第三百三十八話 みんな逆さま人間

二重の錯覚をしているわたしたち人間は、「生」と「死」の問題を逆さまに捉えてきた。
自然社会、つまり、地球との一体感で生きている他の生きものは本音だけで生きています。
わたしたち人間だけが、本音と建前の分裂症で生きています。
新田哲学では、「在り方」と「考え方」と言っています。
「在り方」が本音で、「考え方」が建前です。
「考える葦である」知性を持った人間の所以です。
本音と建前の分裂症の生き方こそ、二重の錯覚の正体に外なりません。
わたしたち分裂症の人間は、自分のやりたい事、つまり、本音と、自分のしていること、つまり、建前とが常に正反対なのです。
だから、
思った通りの人生を送れるはずがありません。
わたしたち人間だけが、悩みや四苦八苦、挙句の果ての、死の恐怖の一生を送る羽目に陥っている原因は、自分の思った通りの人生を100%送れないからです。
本音では、金持ちになりたいくせに、建前では、貧乏になることばかりしていて、更に最悪なのは、そのことに本人が気づいていないのです。
まさに、二重の錯覚です。
まさに、自覚症状の無い音痴です。
すべての人間が本音では金持ちになりたいのに、世の中に、金持ちが少なくて、貧乏が多いのが、そのことを証明しています。
金持ちになりたいが貧乏になりたくない、と思っていない人間など、真に悟っている人間以外誰一人いないからです。

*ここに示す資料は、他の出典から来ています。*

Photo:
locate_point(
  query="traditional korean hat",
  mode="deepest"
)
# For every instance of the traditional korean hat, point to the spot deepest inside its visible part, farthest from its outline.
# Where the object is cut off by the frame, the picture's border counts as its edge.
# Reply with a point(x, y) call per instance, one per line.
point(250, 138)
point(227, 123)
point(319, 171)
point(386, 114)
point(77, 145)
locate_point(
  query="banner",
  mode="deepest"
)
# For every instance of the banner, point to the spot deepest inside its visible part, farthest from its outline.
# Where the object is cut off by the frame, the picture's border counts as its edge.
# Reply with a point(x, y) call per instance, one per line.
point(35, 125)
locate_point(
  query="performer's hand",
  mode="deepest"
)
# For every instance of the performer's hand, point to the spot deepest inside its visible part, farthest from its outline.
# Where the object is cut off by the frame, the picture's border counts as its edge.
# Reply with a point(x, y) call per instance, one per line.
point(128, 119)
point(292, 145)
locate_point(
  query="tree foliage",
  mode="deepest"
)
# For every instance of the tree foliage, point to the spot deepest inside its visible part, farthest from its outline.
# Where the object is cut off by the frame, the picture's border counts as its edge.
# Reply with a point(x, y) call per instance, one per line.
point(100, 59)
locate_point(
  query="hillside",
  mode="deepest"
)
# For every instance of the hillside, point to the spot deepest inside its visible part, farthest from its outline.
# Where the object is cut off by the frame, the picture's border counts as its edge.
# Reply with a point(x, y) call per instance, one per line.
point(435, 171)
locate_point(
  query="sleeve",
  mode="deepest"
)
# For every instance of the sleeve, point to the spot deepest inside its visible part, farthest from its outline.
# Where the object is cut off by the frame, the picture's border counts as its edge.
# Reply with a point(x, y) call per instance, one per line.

みなさんが、貧乏になりたくて今の生き方をしていると思っているなら、その生き方は正解です。
みなさんは、金持ちになりたくて今の生き方をしていると思っているなら、その生き方は間違っています。
それなら、みんなが金持ちになっているはずです。
イエス・キリストが今わの際に言った有名な言葉が、見事に二重錯覚の人間のことを言い当てています。
“神よ!彼らは(人間は)自分が何をしているのかわかっていないのです!”
わたしたち(どぶねずみ)人間のしていることは、すべて、逆さまなのです。
成熟した知性なら、そのことが理解できるはずです。